El título de la novela más conocida de William Thackeray proviene de la obra El progreso del peregrino, de John Bunyan. Esta obra de Bunyan, alegórica, se presentaba como una narrativa llena de símbolos donde los protagonistas avanzaban en un largo viaje representativo de la vida del cristiano. Existe un lugar en esta larga alegoría denominada Vanity Fair, la feria de las vanidades, y fue en este lugar donde Thackeray ubicó a sus protagonistas.
Aunque Thackeray era un excelente creador de personajes, es indudable que las dos mujeres protagonistas brillan con una intensidad a la que los secundarios apenas pueden aspirar. El escritor toma a los dos tipos por excelencia de la mujer en su tiempo, el dócil ángel del hogar y la maléfica femme fatale, y los conjuga de modos extraños e ingeniosos. En Amelia encontramos todas las virtudes de la mujer modelo: dulzura, obediencia, sencillez, acompañados de una generosa dosis de estupidez y cabezonería. En Becky encontramos todos los defectos de la perdida: ligera de cascos, manipuladora pero a la vez esclava de sus pasiones, avariciosa, pero al mismo tiempo inteligente y con una valentía fuera de lo común.

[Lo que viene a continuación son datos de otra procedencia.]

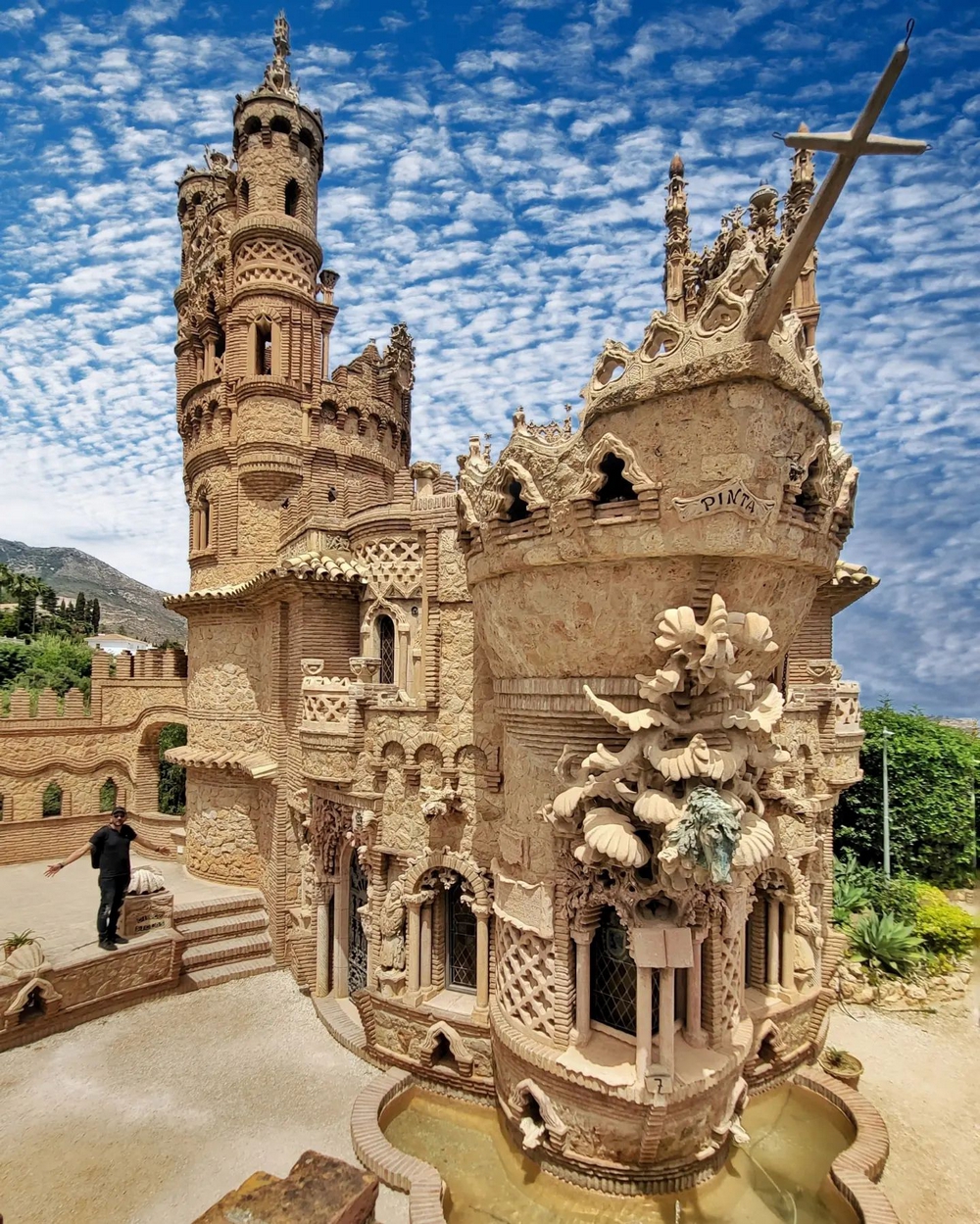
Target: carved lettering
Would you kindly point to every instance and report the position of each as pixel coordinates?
(732, 496)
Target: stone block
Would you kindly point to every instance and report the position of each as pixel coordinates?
(318, 1190)
(147, 910)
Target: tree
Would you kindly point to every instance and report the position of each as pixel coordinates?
(930, 785)
(172, 796)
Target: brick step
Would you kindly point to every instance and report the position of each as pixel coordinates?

Con estas notas añadidas, Thackeray presenta a dos personajes que, dentro del estereotipo que aparentaban emular, se manifiestan de maneras inesperadas. Y el placer de Thackeray al retratar a su mujer fatal, muy a diferencia de la tristeza con que otros autores realistas como Zola o Flaubert presentaban a sus personajes femeninos rebeldes, es evidente, muy evidente, a lo largo de la obra.
Becky Sharp sólo tiene miedo a una cosa: a la pobreza. Utilizará todos sus trucos, todos sus recursos, para garantizarse una seguridad económica, aunque para ello tenga que sacrificar valores, amistades y su propio entorno social. Sharp es una pícara sin apenas conciencia, sabia con los recursos que su feminidad le confiere. Es interesante asimismo cómo Becky utiliza de manera descarada sus encantos, de una manera eficiente y provechosa, a pesar de que se nos describe como una criatura menuda y no especialmente agraciada, poseedora, eso sí, de unos enormes y brillantes ojos verdes y de un sentido del humor ocurrente, además de buenas dotes para la danza, el canto y el arte del entretenimiento en general. Si bien sus ardides acaban volviéndose en su contra, no terminan de condenarla, obteniendo finalmente el perdón y el apoyo financiero de un hijo al que ella misma había ninguneado. Sin embargo, el carácter sumiso y afectuoso de Amelia sólo le acarrean miseria tras miseria, e incluso su supuesto y merecido final feliz no termina de convencer, ni al lector ni a ella misma. A pesar de las supuestas lecciones morales que debía conllevar la obra de Thackeray, queda patente cuál es su personaje favorito, con cuál se regodea más en su narrativa. Y es que a él, como a tantos de nosotros lectores, también le gustaban más los villanos en la literatura.